During a February press conference inside the Oval Office, Elon Musk — clad in a black MAGA baseball cap — took aim at an obscure facility outside of Boyers, Pennsylvania.
Musk, who is leading the Trump administration’s controversial effort to slash the size of the federal government, was incredulous that the U.S. processes and stores federal employee retiree paperwork deep below ground in a former limestone mine about an hour north of Pittsburgh.
“This mine looks like something out of the ‘50s, because it was started in 1955,” Musk said, while President Trump looked on from his desk. “So it looks like a time warp.”
What Musk didn’t say is that the former mine, once owned by U.S. Steel, has since been refashioned into a cutting edge digital and records storage facility owned by Portsmouth-based Iron Mountain. The company is one of the world’s leading providers of data and records storage, as well as document scanning and shredding, serving both private companies as well as federal and state governments.
Suddenly, one of its premier storage facilities — 220-feet below ground — was the target of the world’s richest man. Musk claimed — inaccurately — that Iron Mountain’s facility was hampered by basic mechanical troubles.
“The elevator breaks down sometimes, and then nobody can retire,” Musk said.
But less than three months later, it appears that any frustrations Musk had with Iron Mountain and its facilities have been forgiven, or at least forgotten.
Last week, Bill Meany, the company’s CEO, announced that Iron Mountain was set to receive a $142 million contract with the U.S. Treasury Department as part of DOGE’s effort to overhaul the IRS’s system for cutting tax refund checks.
“I would like to thank the Treasury and the Department of Government Efficiency for their trust in Iron Mountain,” Meany said during a quarterly earnings call. He expressed optimism about his company’s opportunities to work with DOGE moving forward.
The whipsaw is a local example of how the Trump administration is approaching its cost-cutting efforts: A New Hampshire company went from the poster child for waste and inefficiency, to being entrusted with processing sensitive tax return payments — seemingly overnight.
Security and protection
Iron Mountain is by some estimates the largest publicly traded company based in New Hampshire — it’s valued at roughly $28 billion — and yet it rarely makes local headlines.
Of its more than 26,000 employees globally, including at data storage facilities on three continents, the firm only has 45 employees based in New Hampshire.
Its commitment to privacy appears to extend to its headquarters on the Pease Tradeport in Portsmouth, where no signs announce its presence outside its nondescript office building.
The company also declined to answer questions for this story.
Musk didn’t mention Iron Mountain by name during his February press conference, when he made claims about the federal government’s systems for processing retiree paperwork, many of which have been disputed by former employees.
But his focus on this limestone mine in Pennsylvania did send Iron Mountain’s stock price tumbling, falling 10% over the following two days.
According to the company’s website, the mine was formerly used by U.S. Steel until the 1950s.

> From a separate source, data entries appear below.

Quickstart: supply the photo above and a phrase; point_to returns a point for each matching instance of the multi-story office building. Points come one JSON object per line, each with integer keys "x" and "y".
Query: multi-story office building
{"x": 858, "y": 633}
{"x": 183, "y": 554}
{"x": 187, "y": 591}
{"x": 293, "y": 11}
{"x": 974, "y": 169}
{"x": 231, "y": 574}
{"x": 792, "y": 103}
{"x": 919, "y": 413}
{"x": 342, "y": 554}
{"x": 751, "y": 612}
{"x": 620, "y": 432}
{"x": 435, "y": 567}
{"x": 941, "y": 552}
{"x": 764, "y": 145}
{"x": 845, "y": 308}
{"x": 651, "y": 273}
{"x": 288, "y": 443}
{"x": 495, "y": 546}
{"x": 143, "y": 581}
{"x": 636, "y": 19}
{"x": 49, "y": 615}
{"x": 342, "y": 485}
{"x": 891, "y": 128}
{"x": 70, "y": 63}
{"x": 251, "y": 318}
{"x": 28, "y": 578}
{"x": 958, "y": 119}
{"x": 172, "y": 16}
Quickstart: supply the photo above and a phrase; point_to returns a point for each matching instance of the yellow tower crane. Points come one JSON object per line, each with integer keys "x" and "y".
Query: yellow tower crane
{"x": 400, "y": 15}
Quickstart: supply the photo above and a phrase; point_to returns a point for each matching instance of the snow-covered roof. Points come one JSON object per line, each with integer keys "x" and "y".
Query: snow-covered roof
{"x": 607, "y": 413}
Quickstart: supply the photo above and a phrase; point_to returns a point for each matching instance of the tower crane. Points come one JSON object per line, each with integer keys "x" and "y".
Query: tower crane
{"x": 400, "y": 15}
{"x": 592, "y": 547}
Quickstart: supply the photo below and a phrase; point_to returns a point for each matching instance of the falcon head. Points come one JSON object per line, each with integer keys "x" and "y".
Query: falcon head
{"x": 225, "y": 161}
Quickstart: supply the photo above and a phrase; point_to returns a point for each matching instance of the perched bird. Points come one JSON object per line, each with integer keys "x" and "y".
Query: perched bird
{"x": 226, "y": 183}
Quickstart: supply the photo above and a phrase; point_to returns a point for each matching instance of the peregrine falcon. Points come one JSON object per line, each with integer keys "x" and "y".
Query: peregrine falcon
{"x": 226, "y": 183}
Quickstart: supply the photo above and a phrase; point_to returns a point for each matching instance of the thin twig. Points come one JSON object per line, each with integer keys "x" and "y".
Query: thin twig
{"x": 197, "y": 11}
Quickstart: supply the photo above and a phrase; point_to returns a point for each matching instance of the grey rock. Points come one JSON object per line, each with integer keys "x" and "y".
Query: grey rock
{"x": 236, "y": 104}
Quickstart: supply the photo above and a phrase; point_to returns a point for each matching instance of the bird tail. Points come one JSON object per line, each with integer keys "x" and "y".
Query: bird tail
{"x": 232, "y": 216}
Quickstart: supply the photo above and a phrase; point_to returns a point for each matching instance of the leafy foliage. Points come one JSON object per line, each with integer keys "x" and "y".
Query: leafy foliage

Today, it’s a 200-acre underground storage facility with six miles of paved underground roads. It’s also one of Iron Mountain’s premier locations for storing paper and digital archives, “offering unbeatable levels of security and protection.” The federal government, along with health care and financial services companies, all store records in the mine, as do entertainment companies.
Along with protection from natural disasters, the underground location is cool, minimizing expenses for keeping equipment such as computer servers at safe temperatures. More than 600 people work in the facility, according to local media reports, making it a key driver of the local economy.
Major contract
Following Musk’s remarks, Iron Mountain’s Bill Meany, a former CIA agent, worked to paint a more positive picture of the company.
He told market analysts that the company was working with more than 200 different federal agencies, and that he saw “growth opportunities” by partnering with DOGE to streamline those operations.
That partnership came to fruition on April 30, when Iron Mountain inked a $142 million deal with the U.S. Treasury to scan and digitize records for the IRS.
The company declined to answer questions, but a Treasury Department spokesperson said that “reducing paper checks has been a long-standing bipartisan goal that our administration is finally putting into action.”
It isn’t clear if the company’s operations within the Pennsylvania mine, or its work with the government on processing and storing retiree paperwork, has changed following Musk’s critique. In the days following that press conference, Karoline Leavitt, a New Hampshire native currently serving as the president’s press secretary, promised swift action, declaring that Trump would shut down the facility.
Investors seem to discount the possibility of that, however: the company’s stock price has regained all of the value it lost in mid-February.